72. DE VOLTAIRE.
Cirey, 1er janvier 1739.
Jeune héros, esprit sublime,
Quels vœux pour vous puis-je former?
Vous êtes bienfaisant, sage, humain, magnanime;
Vous avez tous les dons, car vous savez aimer.
Puissent les souverains qui gouvernent les rênes
De ces puissants Etats gémissant sous leurs lois
Dans le sentier du vrai vous suivre quelquefois,
Et, pour vous imiter, prendre au moins quelques peines!
Ce sont là tous mes vœux, ce sont là les étrennes
Que je présente à tous les rois.
Comme j'allais continuer sur ce ton, monseigneur, la lettre de V. A. R. et l'Épître au prince qui a le bonheur d'être votre frère sont venues me faire tomber la plume des mains. Ah! monseigneur, que vous avez un loisir singulièrement employé, et que le talent extraordinaire, dans tout homme né hors de France, de faire des vers français, et plus rare encore dans une personne de votre rang, s'accroît et se fortifie de jour en jour! Mais que ne faites-vous point! et, de la science des rois jusqu'à la musique et à l'art de la peinture, quelle carrière ne remplissez-vous pas! Quel présent de la nature n'avez-vous pas embelli par vos soins!
Mais quoi! monseigneur, il est donc vrai que V. A. R. a un frère digne d'elle? C'est un bonheur bien rare; mais, s'il n'en est pas tout à fait digne, il faudra qu'il le devienne, après la belle Épître de son frère aîné; voilà le premier prince qui ait reçu une éducation pareille.
Il me semble, monseigneur, qu'il y a eu un des électeurs, vos ancêtres, qu'on surnomma le Cicéron de l'Allemagne; n'était-ce pas Jean II? V. A. R. est bien persuadée de mon respect pour ce prince; mais je suis persuadé que Jean II n'écrivait point en prose comme Frédéric; et, à l'égard des vers, je défie toute l'Allemagne, et presque toute la France, de faire rien de mieux que cette belle Épître.
O vous en qui mon cœur, tendre et plein de retour,
Chérit encor le sang qui lui donna le jour!
<251>Cet encor me paraît une des plus grandes finesses de l'art et de la langue; c'est dire bien énergiquement, en deux syllabes, qu'on aime ses parents une seconde fois dans son frère.
Mais, s'il plaît à V. A. R., n'écrivez plus opinion par un g, et daignez rendre à ce mot les quatre syllabes dont il est composé; voilà les occasions où il faut que les grands princes et les grands génies cèdent aux pédants.
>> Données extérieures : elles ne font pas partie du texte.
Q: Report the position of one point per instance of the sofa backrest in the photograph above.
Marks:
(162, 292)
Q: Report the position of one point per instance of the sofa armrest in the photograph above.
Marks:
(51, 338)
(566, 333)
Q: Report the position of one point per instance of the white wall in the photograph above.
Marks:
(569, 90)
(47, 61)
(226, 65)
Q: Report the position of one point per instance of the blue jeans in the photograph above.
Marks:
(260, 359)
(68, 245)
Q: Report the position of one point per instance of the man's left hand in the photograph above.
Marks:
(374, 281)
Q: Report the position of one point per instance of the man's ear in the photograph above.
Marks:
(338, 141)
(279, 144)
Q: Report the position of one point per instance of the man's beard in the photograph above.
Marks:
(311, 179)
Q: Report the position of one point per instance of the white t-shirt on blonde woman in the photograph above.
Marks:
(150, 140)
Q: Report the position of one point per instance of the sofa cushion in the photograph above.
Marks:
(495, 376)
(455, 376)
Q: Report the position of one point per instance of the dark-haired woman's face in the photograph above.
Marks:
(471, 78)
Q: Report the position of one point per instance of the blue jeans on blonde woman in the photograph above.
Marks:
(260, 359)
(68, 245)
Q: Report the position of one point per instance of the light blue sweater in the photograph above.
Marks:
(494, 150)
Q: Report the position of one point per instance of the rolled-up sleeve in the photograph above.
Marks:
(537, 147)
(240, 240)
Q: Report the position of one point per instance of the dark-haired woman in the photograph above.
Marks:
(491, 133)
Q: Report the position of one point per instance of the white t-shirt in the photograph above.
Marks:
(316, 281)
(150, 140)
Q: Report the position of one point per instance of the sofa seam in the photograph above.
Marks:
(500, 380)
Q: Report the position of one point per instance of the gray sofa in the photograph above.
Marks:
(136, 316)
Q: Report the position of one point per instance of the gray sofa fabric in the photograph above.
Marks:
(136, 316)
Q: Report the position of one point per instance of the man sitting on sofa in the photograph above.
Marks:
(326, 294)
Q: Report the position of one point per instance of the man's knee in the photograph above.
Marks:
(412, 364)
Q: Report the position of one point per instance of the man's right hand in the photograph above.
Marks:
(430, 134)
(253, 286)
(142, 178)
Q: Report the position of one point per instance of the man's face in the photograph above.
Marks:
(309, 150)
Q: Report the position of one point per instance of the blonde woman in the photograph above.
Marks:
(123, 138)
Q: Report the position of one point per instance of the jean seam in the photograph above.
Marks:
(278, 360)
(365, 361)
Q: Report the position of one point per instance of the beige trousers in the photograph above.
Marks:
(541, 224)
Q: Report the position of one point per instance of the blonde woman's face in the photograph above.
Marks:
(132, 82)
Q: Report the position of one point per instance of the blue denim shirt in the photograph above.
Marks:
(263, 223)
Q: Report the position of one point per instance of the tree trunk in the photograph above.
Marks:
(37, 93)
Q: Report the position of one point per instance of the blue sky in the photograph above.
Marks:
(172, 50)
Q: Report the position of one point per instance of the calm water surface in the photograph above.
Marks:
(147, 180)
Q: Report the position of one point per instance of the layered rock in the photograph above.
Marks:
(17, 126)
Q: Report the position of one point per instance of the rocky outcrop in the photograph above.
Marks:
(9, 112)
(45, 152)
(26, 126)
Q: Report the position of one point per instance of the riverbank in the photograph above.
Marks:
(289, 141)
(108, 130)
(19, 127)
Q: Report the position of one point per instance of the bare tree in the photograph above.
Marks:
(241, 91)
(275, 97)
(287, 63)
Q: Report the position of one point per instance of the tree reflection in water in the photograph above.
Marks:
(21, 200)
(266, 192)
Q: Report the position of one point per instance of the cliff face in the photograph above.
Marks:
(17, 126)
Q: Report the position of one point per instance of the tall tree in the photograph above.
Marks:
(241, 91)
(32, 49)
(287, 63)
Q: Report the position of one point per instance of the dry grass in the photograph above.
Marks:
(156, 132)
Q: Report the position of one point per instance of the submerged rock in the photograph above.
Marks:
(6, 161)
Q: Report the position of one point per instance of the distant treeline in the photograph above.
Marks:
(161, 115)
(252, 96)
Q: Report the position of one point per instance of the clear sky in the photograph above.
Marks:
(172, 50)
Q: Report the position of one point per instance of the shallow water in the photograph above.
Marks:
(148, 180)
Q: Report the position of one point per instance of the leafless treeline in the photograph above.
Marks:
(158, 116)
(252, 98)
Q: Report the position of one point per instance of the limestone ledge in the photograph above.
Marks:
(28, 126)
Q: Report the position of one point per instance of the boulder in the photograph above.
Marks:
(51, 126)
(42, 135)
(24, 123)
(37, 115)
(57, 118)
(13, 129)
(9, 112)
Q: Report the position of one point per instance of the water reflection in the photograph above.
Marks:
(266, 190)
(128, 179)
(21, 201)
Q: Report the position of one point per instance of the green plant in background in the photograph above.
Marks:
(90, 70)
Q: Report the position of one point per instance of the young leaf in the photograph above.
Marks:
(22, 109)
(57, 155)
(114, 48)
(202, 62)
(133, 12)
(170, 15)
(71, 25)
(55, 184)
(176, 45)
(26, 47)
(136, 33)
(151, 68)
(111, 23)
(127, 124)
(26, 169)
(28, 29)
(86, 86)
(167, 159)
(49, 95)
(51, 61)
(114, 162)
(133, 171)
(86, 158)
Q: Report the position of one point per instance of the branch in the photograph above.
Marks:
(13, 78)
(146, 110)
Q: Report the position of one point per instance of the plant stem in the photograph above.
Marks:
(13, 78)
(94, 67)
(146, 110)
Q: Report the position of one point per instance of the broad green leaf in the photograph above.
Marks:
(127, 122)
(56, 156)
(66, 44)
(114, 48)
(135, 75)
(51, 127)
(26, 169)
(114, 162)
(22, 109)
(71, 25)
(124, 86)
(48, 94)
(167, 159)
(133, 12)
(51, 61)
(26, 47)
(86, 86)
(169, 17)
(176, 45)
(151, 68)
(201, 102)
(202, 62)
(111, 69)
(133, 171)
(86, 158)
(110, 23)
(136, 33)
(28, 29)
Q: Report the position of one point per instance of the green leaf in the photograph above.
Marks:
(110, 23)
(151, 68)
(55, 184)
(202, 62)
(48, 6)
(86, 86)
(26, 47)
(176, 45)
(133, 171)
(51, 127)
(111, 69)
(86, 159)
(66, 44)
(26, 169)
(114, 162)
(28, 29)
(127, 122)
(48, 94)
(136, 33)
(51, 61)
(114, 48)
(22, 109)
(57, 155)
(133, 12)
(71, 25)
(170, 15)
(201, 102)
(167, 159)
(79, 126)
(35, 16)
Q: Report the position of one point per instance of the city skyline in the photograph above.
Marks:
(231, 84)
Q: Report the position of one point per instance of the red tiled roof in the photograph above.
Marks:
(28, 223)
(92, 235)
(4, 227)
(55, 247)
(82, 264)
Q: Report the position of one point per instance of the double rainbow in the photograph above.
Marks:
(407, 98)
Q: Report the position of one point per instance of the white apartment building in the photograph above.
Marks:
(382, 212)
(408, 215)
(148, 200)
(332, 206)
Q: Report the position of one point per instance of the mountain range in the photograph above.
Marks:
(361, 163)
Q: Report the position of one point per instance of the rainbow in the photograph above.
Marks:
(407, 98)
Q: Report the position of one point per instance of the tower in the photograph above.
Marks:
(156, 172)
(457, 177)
Toute la grandeur de votre génie ne peut rien sur les syllabes, et vous n'êtes pas le maître de mettre un g où il n'y en a point. Puisque me voici sur les syllabes, je supplierai encore V. A. R. d'écrire vice avec un c, et non avec deux ss. Avec ces petites attentions, vous serez de l'Académie française quand il vous plaira, et, principauté à part, vous lui ferez bien de l'honneur; peu de ses académiciens s'expriment avec autant de force que mon prince, et la grande raison est qu'il pense plus qu'eux. En vérité, il y a dans votre Épître un portrait de la calomnie qui est de Michel-Ange, et un de la jeunesse qui est de l'Albane. Que V. A. R. redouble bien vivement l'envie que nous avons de lui faire notre cour! Nous nous arrangeons pour partir au mois d'avril, et il faudra que je sois bien malheureux, si des frontières de Juliers je ne trouve pas un petit chemin qui me conduira aux pieds de V. A. R. Qu'elle me permette de l'instruire que probablement nous resterons une année dans ces quartiers-là, à moins que la guerre ne nous en chasse. Madame du Châtelet compte retirer tous les biens de sa maison qui sont engagés; cela sera long, et il faut même essuyer à Vienne et à Bruxelles un procès qu'elle poursuivra elle-même, et pour lequel elle a déjà fait des écritures avec la même netteté et la même force qu'elle a travaillé à cet ouvrage du Feu. Quand même ces affaires-là dureraient deux années, n'importe; il faudrait abandonner Cirey pour deux années; les devoirs et les affaires sérieuses marchent avant tout. Et comment regretterait-on Cirey, quand on sera plus proche de Clèves et d'un pays qui sera probablement honoré de la présence de V. A. R.? Ainsi peut-être, monseigneur, supplierons-nous V. A. R. de suspendre l'envoi de ce bon vin dont votre générosité veut me faire boire; il y a apparence que j'irai boire longtemps du vin du Rhin, entre Liége et Juliers. V. A. R. est trop bonne; <252>elle a consulté des médecins pour moi, et elle daigne m'envoyer une recette qui vaut mieux que toutes leurs ordonnances.
Ma santé serait rétablie,
Si je me trouvais quelque jour
Près d'un tonneau de vin d'Hongrie,
Et le buvant à votre cour,
Mais le buvant près d'Émilie.
Je suis avec le plus profond respect, avec admiration, avec la tendresse que vous me permettez, etc.